IT History Society


The IT History Society is an organization that supports the history and scholarship of information technology by encouraging, fostering, and facilitating archival and historical research. Formerly known as the Charles Babbage Foundation, it advises historians, promotes collaboration among academic organizations and museums, and assists IT corporations in preparing and archiving their histories for future studies.

Activities

The IT History Society provides background information to those with an interest in the history of Information Technology, including papers that provide advice on how to perform historical work and how historical activities can benefit private sector organizations. It tracks historical projects seeking funding as well as projects underway and completed. It maintains online, publicly available, lists of events pertaining to IT history, IT history resources, an IT Honor Roll acknowledging more than 700 individuals who have made a noteworthy contribution to the information technology industry, and a database of notable technology quotes.
A continuing project is one of aggregating the locations and content of IT history archival information around the world to facilitate and encourage IT history research and scholarship. This International Database of Historical and Archival Sites currently consists of 1,663 international information technology historical and archival collections encompassing over 49.8 million documents. An IT Hardware database has been added consisting of 12,187 entries, an IT Honor Roll with 1,031 entries, and a Technical Quotes database with over 1,000 entries. These databases are being added to on a regular basis an IT Software and IT Companies databases will debut soon. ITHS holds an annual meeting and conference.

Leadership

The current chairman is Jeffery Stein of Peyton Investments. The Trustees, Historical Advisory Committee, and Archival Advisory Committee are made up of distinguished individuals who have created technology, built companies, and recorded IT events as archivists or historians. The Board of Directors also includes David G. Arscott, Leslie Berlin, James Cortada, Peter Cunningham, Gideon Gartner, Brewster Kahle, , Frederic G. Withington, George Dyson, Nolan Bushnell, Randy Katz, and Lars Heide.

Membership

Current membership totals over 700, with fifty percent of the members residing in countries outside the United States. Memberships are divided into three categories: individual, corporation, and institution. Membership is free. Corporate and institutional members include California Institute of Technology, Massachusetts Institute of Technology Museum, Smithsonian Institution, Computer History Museum, Deutsches Museum, IEEE History Center, Hewlett-Packard Company, IBM Corporation, UK National Archive for the History of Computing, Intel, Microsoft Corporation, Stanford Silicon Valley Archives, Applied Materials, Symantec, Agilent Technologies Foundation, Internet Archive, History San Jose, FedEx, British Library, Hans Nixdorf Museum, and McKesson Corporation.

History

The International Charles Babbage Society was founded in 1978 and operated out of Palo Alto, California. The following year the American Federation of Information Processing Societies became a principal sponsor of the Society, which was renamed the Charles Babbage Institute.
In 1980, the Institute moved to the University of Minnesota, which contracted with the principals of the Charles Babbage Institute to sponsor and house the Institute.

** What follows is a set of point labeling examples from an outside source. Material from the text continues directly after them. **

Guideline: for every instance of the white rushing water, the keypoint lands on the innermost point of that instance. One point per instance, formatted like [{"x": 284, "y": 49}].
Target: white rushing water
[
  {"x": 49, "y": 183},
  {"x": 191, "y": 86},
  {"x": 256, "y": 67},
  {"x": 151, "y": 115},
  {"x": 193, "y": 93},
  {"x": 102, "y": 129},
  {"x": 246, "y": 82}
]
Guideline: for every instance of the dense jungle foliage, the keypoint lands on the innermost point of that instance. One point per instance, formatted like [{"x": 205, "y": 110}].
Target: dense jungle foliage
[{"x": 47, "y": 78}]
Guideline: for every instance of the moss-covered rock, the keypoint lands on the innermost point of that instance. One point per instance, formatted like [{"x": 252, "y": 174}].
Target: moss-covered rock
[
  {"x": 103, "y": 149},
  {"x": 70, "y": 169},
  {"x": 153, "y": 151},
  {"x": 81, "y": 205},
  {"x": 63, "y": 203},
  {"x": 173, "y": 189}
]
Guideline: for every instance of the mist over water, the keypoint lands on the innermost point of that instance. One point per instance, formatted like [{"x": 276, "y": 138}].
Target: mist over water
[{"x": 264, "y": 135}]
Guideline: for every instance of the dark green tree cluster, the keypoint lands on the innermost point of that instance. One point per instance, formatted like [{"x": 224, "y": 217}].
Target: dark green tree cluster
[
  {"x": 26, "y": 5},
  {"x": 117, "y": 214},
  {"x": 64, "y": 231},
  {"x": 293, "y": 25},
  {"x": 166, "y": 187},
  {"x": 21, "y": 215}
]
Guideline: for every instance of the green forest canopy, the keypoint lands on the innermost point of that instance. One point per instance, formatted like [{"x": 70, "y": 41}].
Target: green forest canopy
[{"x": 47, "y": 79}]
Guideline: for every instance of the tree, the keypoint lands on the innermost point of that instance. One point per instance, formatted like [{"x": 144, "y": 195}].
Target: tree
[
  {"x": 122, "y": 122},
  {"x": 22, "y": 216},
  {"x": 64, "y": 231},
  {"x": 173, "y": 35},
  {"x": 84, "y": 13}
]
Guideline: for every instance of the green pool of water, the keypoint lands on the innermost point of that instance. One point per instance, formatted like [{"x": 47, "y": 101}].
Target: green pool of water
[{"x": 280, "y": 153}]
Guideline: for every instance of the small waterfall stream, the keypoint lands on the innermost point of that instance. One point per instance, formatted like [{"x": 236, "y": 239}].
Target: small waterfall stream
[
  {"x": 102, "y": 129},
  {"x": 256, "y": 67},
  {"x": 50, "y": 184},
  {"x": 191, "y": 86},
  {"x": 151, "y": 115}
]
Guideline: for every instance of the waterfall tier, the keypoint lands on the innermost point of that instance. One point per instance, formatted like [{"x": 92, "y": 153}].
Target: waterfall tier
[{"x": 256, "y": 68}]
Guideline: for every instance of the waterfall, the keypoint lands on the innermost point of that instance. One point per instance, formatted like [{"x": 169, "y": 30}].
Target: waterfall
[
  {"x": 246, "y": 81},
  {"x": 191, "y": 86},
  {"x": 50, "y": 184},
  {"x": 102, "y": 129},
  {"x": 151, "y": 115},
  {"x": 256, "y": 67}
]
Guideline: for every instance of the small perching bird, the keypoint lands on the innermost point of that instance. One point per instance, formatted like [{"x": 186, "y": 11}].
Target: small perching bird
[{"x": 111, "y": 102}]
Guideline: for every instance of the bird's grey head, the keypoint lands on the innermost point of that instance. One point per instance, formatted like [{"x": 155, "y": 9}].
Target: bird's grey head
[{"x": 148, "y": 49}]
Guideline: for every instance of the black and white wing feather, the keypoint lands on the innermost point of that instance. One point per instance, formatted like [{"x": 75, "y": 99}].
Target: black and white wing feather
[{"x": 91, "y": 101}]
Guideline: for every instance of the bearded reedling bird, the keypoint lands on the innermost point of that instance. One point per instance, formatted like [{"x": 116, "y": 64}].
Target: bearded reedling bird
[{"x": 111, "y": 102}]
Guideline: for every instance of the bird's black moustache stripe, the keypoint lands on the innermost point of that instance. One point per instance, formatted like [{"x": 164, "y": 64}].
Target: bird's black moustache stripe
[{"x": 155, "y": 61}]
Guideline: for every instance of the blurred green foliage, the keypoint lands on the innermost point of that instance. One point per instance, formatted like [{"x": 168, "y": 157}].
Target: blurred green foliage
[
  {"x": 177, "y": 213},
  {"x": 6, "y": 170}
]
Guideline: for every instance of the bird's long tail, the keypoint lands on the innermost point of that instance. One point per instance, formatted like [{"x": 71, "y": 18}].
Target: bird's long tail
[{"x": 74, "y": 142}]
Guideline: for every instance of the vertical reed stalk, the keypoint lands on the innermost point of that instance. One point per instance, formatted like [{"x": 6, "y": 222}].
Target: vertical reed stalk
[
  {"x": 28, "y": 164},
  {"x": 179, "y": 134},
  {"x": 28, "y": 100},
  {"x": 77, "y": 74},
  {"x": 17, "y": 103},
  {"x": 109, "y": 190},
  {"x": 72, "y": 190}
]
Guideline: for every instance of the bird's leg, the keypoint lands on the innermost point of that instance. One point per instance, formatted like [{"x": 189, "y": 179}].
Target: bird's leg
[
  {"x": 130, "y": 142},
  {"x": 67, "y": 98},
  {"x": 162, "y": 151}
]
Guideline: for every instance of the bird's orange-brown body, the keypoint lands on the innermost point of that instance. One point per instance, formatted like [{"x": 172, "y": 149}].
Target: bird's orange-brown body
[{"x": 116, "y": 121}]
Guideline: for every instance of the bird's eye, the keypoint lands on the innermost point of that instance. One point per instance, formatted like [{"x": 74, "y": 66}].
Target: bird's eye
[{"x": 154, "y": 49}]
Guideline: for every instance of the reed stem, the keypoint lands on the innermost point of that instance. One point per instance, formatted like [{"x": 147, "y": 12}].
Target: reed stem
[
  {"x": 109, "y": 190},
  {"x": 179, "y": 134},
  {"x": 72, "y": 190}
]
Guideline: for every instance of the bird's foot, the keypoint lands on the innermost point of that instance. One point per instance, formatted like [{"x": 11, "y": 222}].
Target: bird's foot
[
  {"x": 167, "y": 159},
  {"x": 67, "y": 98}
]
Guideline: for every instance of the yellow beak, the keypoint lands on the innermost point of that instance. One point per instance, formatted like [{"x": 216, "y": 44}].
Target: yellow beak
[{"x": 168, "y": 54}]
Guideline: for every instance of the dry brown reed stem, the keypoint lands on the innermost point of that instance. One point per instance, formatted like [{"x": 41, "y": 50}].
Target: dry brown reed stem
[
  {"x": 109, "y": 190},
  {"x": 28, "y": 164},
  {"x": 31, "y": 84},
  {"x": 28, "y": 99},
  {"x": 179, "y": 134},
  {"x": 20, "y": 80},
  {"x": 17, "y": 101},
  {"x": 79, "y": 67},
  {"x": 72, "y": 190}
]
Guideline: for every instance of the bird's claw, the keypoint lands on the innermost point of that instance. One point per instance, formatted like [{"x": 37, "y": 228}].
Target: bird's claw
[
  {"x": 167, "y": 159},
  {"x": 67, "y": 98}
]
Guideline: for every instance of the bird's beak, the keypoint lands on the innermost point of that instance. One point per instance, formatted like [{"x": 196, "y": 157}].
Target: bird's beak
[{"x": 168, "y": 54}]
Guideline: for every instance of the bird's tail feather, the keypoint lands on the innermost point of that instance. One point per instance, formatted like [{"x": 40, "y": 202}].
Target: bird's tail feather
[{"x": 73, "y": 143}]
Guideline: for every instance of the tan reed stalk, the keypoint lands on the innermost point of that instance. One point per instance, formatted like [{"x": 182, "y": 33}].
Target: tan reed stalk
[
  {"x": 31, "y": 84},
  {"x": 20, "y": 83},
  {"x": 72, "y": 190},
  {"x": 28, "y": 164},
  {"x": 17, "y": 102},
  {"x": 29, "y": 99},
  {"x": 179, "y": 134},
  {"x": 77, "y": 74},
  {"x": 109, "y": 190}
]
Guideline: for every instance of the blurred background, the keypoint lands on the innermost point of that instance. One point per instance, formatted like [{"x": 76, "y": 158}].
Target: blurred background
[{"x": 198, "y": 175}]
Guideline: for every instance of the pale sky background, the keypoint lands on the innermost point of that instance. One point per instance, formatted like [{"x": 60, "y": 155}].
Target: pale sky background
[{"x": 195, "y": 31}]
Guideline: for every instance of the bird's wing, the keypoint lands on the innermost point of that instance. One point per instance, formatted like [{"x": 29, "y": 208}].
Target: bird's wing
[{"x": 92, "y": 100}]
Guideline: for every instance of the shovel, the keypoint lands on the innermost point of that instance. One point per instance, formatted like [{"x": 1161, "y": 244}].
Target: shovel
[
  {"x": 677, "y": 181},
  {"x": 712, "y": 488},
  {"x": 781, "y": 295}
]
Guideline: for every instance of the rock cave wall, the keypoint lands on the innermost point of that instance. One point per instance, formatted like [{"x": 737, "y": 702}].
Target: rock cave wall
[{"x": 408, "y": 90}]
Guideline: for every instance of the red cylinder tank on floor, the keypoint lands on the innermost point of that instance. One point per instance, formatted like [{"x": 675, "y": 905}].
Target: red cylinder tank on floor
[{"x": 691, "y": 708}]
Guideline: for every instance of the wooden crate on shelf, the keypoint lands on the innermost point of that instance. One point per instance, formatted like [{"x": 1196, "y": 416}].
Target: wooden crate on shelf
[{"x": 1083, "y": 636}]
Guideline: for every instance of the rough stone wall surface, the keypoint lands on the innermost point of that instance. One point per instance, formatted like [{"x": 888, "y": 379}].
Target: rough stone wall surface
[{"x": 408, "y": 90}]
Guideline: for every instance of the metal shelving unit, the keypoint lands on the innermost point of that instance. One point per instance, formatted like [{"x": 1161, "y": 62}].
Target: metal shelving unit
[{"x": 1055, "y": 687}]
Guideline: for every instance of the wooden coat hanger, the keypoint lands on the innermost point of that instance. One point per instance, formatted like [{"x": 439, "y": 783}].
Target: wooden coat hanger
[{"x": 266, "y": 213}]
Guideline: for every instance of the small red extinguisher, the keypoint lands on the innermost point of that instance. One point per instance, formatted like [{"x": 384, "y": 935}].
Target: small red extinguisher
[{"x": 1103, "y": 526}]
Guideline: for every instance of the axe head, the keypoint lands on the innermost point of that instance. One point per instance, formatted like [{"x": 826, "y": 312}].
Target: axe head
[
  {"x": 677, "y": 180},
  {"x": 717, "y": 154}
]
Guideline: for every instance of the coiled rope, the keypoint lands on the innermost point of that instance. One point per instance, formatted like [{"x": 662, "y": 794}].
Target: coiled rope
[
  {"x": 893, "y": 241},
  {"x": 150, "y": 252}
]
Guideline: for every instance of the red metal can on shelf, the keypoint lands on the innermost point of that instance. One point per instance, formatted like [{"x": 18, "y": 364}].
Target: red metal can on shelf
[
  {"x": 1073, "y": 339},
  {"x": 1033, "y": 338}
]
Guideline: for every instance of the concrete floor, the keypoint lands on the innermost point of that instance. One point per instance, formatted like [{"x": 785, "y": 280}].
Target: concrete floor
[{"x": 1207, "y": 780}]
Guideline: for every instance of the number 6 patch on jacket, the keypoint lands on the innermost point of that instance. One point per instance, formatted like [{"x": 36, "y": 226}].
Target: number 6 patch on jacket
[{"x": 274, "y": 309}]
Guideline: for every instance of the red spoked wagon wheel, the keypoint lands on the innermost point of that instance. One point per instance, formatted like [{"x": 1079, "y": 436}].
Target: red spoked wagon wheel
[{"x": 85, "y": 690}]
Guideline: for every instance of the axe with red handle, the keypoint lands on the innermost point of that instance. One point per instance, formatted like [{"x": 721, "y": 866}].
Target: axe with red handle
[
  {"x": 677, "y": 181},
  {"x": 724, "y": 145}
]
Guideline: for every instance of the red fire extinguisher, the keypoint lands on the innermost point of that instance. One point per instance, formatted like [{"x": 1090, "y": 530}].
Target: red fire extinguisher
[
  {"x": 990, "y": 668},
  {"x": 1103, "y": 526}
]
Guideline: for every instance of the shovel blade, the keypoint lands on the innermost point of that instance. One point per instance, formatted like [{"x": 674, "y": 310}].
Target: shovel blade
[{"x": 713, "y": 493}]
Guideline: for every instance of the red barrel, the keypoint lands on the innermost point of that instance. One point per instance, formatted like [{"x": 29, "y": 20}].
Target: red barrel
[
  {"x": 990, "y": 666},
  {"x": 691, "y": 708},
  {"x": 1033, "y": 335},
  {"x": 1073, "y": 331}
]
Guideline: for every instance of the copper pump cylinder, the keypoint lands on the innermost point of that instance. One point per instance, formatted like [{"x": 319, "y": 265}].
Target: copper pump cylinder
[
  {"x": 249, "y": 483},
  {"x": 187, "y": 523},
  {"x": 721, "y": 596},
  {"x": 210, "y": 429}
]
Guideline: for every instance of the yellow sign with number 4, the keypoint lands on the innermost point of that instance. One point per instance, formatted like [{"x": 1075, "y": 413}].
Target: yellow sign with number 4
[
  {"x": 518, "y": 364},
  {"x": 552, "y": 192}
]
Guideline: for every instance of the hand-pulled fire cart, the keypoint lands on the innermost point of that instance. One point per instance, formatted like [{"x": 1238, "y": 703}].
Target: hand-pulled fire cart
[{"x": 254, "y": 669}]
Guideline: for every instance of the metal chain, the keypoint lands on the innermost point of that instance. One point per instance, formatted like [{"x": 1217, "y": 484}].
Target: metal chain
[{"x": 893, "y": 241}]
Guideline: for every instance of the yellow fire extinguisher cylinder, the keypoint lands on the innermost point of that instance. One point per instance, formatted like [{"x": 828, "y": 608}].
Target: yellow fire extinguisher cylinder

A new entity, the Charles Babbage Foundation, was created to help support and govern the Institute, in partnership with the University. In 1989, CBI became an organized research unit of the University.
Around 2000, CBF broadened its mission to support the history of information technology through other organizations, collaborating, for example, with the Sloan Foundation, Software History Center, and the Computer History Museum in experimenting with Internet-based archival and historical research. In 2002, the Charles Babbage Foundation broadened its mission to support the entire IT history community. In 2007, CBF changed its name to the IT History Society and reworked its programs to better support the IT history community.